Use of chargemaster rates does not result in viable claims for fraud, negligent representation and RICO claims.

- Supreme court overrules Clouthier v. Med. Center of Central Ga., Inc., 351 Ga. App. 883 (2019), and Aguila v. Kennestone Hosp., 353 Ga. App. 17 (2019), to the extent that those cases hold that viable claims for fraud, negligent representation, and violations of the Georgia Racketeer Influenced and Corrupt Organizations Act, O.C.G.A. § 16-14-1 et seq., can be maintained against hospitals that properly file liens based on standard chargemaster rates that reflect true market considerations such as hospital costs. Bowden v. The Medical Center, Inc., Ga. , 845 S.E.2d 555 (2020).

No false representation regarding charges.

- Summary judgment was improperly denied to the medical center on the plaintiffs' fraud and negligent misrepresentation claims because the center's filing of a lien at the center's chargemaster rate in compliance with Georgia's lien statutes did not amount to making a false representation; and there was nothing fraudulent about the center's using its standard chargemaster rates as the amount claimed to be due for the hospital to perfect the hopsital's lien as the plaintiff could contest the reasonableness of the amount. Bowden v. The Medical Center, Inc., Ga. , 845 S.E.2d 555 (2020).

Lien filed by hospital after treating patient.
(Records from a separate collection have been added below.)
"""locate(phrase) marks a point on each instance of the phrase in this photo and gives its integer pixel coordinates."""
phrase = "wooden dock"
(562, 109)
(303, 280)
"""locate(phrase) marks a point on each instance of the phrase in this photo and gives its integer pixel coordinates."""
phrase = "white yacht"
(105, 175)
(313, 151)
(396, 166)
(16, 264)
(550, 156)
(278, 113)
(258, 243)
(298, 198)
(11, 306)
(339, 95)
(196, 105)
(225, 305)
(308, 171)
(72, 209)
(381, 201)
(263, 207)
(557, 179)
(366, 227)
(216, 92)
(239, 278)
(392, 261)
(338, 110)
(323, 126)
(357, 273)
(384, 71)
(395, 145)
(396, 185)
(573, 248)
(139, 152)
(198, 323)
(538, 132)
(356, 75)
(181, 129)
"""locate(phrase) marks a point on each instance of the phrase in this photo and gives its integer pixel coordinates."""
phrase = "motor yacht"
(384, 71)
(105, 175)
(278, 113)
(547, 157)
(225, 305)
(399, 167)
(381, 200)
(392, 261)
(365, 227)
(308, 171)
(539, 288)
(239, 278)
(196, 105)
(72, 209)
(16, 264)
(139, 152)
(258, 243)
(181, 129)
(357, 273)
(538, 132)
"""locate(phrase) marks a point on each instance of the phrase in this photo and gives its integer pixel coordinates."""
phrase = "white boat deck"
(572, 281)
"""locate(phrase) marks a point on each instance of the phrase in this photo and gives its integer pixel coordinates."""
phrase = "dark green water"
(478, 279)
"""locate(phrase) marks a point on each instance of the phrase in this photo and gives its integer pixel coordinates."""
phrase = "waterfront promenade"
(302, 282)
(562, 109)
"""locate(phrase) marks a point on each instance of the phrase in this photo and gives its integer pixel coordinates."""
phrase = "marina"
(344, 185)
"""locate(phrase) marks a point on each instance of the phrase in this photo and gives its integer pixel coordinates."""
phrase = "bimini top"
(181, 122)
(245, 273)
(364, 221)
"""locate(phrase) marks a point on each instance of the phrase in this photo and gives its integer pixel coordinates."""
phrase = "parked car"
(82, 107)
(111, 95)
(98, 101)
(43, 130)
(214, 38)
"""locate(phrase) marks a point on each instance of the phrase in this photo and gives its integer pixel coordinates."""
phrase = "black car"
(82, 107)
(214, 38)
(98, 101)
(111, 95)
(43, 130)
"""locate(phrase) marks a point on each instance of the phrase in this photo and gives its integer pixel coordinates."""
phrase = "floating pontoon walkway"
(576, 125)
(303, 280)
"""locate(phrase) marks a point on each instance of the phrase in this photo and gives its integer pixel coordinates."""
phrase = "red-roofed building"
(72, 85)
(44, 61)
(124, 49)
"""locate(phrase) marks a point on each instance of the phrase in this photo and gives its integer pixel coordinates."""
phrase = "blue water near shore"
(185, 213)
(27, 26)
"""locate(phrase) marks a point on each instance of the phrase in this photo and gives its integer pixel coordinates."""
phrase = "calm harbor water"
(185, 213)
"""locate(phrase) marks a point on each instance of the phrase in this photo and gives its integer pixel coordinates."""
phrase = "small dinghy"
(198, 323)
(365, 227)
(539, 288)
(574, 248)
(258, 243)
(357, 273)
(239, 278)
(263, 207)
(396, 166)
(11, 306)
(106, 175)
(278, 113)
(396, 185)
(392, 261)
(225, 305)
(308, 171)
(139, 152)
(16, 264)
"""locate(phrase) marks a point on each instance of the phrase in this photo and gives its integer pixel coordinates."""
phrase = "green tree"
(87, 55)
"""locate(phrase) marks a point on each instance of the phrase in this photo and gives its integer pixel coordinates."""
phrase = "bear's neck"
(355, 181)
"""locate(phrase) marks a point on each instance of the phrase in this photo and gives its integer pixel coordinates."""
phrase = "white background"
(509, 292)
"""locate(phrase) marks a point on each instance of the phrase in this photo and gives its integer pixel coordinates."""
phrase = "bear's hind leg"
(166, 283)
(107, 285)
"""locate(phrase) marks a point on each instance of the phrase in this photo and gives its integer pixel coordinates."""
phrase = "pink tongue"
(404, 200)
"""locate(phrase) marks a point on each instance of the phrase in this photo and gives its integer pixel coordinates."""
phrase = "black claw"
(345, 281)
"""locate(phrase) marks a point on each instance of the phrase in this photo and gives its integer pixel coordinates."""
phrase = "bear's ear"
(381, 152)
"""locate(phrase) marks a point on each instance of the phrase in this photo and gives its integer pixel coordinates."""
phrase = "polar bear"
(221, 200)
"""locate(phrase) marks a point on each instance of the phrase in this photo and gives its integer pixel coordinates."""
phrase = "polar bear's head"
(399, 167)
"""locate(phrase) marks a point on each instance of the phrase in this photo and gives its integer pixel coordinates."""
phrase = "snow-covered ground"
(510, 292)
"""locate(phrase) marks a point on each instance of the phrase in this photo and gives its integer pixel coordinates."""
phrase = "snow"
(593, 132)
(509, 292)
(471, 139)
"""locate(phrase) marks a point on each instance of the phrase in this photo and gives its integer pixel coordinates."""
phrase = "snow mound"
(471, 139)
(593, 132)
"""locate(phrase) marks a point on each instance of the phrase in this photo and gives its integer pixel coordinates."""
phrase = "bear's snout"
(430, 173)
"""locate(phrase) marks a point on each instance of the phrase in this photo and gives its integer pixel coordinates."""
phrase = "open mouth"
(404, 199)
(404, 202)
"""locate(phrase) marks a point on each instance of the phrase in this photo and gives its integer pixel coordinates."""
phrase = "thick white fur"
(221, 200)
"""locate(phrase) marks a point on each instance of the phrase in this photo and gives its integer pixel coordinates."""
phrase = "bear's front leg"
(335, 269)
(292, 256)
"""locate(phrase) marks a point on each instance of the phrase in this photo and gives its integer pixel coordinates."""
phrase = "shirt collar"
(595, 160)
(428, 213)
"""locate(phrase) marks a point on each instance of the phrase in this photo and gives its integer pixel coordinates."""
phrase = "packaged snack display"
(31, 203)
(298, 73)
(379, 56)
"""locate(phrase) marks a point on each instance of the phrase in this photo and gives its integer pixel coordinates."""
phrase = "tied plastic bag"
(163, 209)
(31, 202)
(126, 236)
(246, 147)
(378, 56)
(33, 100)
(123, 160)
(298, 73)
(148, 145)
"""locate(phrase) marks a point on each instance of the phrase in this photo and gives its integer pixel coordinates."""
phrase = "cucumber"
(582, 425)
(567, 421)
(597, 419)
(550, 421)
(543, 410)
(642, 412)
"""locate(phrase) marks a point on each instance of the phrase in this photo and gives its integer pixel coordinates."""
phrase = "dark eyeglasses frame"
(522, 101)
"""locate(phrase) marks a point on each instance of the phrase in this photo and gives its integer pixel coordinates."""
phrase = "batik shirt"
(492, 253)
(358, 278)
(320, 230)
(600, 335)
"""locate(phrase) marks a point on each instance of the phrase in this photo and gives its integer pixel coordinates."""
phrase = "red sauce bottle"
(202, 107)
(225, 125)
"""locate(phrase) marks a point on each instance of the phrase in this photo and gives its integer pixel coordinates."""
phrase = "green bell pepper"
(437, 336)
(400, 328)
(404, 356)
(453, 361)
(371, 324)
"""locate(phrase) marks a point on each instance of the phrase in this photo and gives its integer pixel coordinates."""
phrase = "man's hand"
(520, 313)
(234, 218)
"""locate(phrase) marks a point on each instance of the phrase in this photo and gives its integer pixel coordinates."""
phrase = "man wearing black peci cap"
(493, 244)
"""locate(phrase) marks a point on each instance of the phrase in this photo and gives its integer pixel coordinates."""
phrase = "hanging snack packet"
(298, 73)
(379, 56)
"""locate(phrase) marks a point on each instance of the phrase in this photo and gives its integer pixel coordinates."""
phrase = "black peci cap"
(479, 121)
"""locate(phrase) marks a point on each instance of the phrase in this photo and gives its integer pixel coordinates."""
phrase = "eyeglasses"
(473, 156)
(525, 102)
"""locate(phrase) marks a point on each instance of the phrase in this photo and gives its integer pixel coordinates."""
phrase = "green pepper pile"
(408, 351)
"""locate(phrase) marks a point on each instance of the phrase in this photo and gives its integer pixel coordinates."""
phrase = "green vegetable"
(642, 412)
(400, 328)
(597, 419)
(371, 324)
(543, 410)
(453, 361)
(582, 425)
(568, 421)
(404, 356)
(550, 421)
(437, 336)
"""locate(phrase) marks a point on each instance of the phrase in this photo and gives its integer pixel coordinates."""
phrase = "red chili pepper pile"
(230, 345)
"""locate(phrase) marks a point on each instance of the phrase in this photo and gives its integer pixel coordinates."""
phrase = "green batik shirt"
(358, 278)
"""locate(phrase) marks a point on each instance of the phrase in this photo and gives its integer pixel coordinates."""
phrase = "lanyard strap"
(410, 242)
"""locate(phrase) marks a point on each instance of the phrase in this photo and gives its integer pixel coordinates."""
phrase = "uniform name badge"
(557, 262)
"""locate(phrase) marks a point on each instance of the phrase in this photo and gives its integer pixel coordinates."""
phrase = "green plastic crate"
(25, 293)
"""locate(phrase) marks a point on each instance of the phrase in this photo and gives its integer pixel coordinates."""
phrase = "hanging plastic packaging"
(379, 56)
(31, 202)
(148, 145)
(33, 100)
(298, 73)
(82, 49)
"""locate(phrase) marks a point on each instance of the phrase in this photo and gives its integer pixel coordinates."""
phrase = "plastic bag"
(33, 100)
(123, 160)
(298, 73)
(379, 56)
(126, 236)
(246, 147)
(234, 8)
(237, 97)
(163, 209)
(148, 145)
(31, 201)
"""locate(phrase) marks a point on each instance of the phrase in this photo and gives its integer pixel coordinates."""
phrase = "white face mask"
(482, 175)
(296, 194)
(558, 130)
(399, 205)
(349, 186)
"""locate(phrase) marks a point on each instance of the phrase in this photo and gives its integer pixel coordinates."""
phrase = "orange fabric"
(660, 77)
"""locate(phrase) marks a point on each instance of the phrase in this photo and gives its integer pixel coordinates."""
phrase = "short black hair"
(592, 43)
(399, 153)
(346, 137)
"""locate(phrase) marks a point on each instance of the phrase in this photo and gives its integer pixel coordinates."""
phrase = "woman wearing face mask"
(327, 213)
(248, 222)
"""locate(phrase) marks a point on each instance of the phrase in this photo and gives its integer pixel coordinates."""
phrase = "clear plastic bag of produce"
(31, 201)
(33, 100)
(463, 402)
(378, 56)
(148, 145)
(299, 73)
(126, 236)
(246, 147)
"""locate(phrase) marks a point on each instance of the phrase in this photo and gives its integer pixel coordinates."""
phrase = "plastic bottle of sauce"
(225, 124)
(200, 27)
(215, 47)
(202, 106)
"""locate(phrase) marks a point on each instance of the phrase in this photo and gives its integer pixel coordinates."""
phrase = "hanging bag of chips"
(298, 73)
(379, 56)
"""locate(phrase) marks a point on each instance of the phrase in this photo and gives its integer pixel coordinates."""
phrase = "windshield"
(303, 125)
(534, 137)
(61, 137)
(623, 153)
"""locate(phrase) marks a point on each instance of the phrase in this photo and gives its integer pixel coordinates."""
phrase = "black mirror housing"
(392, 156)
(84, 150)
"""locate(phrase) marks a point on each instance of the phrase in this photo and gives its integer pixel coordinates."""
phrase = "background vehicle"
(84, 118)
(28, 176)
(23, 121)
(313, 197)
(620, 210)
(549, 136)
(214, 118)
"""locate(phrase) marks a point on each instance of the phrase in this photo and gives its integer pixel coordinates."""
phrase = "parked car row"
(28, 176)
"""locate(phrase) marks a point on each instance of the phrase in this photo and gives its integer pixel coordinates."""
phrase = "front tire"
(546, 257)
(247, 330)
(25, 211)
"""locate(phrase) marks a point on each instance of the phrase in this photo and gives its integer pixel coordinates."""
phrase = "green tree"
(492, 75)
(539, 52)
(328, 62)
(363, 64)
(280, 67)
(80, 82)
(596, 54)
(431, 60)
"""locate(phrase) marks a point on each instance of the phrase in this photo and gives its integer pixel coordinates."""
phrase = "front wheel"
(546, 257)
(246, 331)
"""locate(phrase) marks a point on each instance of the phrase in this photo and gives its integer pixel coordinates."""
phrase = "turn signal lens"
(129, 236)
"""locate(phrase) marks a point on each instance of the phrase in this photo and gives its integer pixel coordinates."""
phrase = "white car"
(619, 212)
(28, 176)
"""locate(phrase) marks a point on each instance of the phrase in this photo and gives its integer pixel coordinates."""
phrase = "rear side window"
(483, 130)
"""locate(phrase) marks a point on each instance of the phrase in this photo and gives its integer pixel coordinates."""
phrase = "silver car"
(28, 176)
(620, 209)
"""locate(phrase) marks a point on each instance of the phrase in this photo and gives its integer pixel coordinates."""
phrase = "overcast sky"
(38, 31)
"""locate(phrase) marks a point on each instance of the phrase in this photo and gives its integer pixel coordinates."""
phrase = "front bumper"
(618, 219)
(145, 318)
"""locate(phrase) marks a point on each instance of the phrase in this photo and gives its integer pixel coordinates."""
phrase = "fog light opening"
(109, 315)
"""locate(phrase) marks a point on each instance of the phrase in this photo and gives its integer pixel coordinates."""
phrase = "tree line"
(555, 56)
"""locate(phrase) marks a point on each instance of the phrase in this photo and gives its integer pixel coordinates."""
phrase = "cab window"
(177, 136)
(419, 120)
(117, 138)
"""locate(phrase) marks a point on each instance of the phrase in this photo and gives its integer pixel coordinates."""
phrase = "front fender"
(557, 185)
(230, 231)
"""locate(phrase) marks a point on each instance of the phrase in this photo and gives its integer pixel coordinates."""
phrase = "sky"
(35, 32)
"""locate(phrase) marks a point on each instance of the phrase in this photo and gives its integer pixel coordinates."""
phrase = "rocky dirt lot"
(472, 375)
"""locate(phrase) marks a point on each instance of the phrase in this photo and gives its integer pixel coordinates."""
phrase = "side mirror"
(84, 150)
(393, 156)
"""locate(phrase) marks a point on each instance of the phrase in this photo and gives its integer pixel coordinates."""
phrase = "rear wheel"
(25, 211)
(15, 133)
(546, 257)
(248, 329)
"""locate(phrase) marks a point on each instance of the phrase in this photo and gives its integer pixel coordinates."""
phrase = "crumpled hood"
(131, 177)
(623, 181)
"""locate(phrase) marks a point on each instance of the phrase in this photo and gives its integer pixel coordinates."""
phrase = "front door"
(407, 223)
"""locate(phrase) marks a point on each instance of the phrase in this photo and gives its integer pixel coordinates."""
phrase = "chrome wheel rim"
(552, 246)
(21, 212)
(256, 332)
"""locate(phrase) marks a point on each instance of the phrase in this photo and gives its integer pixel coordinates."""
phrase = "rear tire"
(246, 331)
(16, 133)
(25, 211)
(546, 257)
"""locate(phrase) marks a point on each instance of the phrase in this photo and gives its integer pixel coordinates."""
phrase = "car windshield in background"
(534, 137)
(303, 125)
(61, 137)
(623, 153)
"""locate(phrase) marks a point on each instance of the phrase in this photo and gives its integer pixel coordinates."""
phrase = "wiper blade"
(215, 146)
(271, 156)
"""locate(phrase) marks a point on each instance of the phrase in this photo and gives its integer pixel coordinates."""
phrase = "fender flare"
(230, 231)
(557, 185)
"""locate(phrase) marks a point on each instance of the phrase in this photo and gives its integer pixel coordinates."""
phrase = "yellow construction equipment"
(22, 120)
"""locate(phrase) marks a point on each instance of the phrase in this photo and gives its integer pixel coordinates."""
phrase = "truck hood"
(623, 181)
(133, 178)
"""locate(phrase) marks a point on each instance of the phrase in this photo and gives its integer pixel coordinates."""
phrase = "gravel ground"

- In the patient's action against the hospital for fraud, negligent misrepresentation, and violations of the RICO Act, O.C.G.A. § 16-14-1 et seq., arising from a hospital lien that the hospital filed following the hospital's treatment of the patient, the court held that the case was controlled adversely to the hospital by its recent decision in Clouthier v. The Medical Center of Central Ga., 351 Ga. App. 883 (2019) and, therefore, the trial court erred by granting the hospital's motion to dismiss because it did not appear to a legal certainty that the patient would be entitled to no relief under any state of facts that could be proved in support of the patient's claims. The patient alleged that the lien was for the full "chargemaster" rate or "sticker price" which did not represent a reasonable charge for the treatment received. Aguila v. Kennestone Hosp., 353 Ga. App. 17, 836 S.E.2d 179 (2019).

Hospital exercised due diligence.

- The grant of summary judgment to a hospital in the hospital's action to perfect a medical services lien under O.C.G.A. § 44-14-471 against an insurance company was affirmed because in spite of the hospital's undisputed exercise of due diligence, the hospital did not know the identity of the tortfeasor or the insurer until after the hospital had filed the lien, so the hospital was not required to send notice to the insurer to perfect the insurer's lien. Allstate Fire & Casualty Insurance Company v. Kennestone Hospital, Inc., 348 Ga. App. 335, 822 S.E.2d 832 (2019).